The visit to the White House is the pinnacle of an NCAA athlete's career, because it means he or she has won a national championship. The Stanford women's tennis team and the University of Southern California men's tennis team were in Washington DC yesterday to be honored by President Obama.
The Pro Circuit is back, after a hiatus of several weeks due to the US Open. There is a $25,000 women's event in Redding Calif., which has both US Open girls finalists in the field. Daria Gavrilova of Russia is playing on a junior exemption and will meet qualifier Whitney Jones in the first round. Yulia Putintseva received entry via a special exemption and has drawn top seed Jamie Hampton in the first round.
There is a men's $50,000 challenger in Tulsa, which has already lost No. 2 seed Donald Young, who was beaten by wild card Blake Strode 6-3, 7-6(4) in the opening round. Top seed Taylor Dent is facing qualifier Oleksandr Nedovyesov, the former Oklahoma State all-American, in the opening round.
This week Claremont hosts the first of three men's $10,000 events in California. Wild card Dan Kosakowski won his opening match today, as did former college players Devin Britton, Dimitar Kutrovsky and Conor Pollock. USC junior Steve Johnson, the No. 8 seed, will play Stanford junior Ryan Thacher, a qualifier, in a first round match Wednesday.
For complete draws for all three tournaments, see the Pro Circuit page at usta.com.

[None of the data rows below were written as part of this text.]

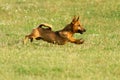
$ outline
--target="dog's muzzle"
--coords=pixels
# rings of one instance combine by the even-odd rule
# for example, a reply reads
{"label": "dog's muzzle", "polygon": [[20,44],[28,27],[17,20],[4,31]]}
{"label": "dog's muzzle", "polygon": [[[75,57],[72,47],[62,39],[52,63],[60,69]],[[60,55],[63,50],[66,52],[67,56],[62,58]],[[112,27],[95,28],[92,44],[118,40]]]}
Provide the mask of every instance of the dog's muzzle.
{"label": "dog's muzzle", "polygon": [[86,29],[78,30],[78,33],[83,34],[83,32],[86,32]]}

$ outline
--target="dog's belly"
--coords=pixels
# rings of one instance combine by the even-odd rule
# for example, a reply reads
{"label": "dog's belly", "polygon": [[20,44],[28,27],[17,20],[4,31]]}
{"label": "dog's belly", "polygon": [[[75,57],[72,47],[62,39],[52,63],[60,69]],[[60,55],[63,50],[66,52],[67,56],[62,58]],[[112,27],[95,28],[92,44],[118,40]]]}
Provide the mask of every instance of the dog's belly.
{"label": "dog's belly", "polygon": [[41,35],[42,40],[54,43],[54,44],[59,44],[63,45],[67,42],[67,40],[60,35],[56,34],[55,32],[46,32],[45,34]]}

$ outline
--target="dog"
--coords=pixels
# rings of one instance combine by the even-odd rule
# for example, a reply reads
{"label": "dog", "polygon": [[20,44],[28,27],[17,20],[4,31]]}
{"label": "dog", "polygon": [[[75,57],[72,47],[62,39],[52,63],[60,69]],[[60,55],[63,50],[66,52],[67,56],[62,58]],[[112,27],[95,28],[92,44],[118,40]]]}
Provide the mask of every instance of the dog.
{"label": "dog", "polygon": [[[47,28],[43,28],[43,26]],[[66,42],[71,42],[75,44],[84,43],[83,39],[75,39],[73,35],[75,33],[83,34],[86,32],[79,21],[79,17],[74,17],[72,21],[67,24],[62,30],[53,31],[52,26],[49,24],[40,24],[37,28],[32,30],[32,33],[25,36],[23,43],[25,44],[28,39],[33,42],[33,39],[44,40],[49,43],[64,45]]]}

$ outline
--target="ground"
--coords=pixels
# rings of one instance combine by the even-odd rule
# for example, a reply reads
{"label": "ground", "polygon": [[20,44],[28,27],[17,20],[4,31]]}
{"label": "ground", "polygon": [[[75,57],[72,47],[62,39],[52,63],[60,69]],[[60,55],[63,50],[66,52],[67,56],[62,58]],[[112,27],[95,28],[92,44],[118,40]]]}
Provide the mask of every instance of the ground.
{"label": "ground", "polygon": [[[62,29],[80,16],[85,43],[22,44],[40,23]],[[119,80],[119,0],[0,0],[0,80]]]}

In the past, many juniors, both international and American, have gone from the US Open to the Grade 1 in Lexington Kentucky. But this year, with the tournament dropping to a Grade 4, the participation has fallen. This is part of a disturbing trend that is basically financial in nature. ITF Grade 1, 2, and 3 tournaments are prohibited from providing private housing for junior players, and the tournaments can not afford the alternative, which is paying for the players to stay in hotels, As a result, they have all elected to become Grade 4s, which aren't required to provide housing. This has led to the virtual elimination of higher level ITF tournaments in the U.S., with only Carson, Easter Bowl, US Open, Tulsa, Eddie Herr and Orange Bowl providing the opportunity for substantial ITF points without leaving the country. The Hard Courts in New Jersey and the Grade 2 in Columbia/Lexington South Carolina have joined the Grass Courts in moving down.
For the draws for this week's Kentucky tournament, see the ITF junior website.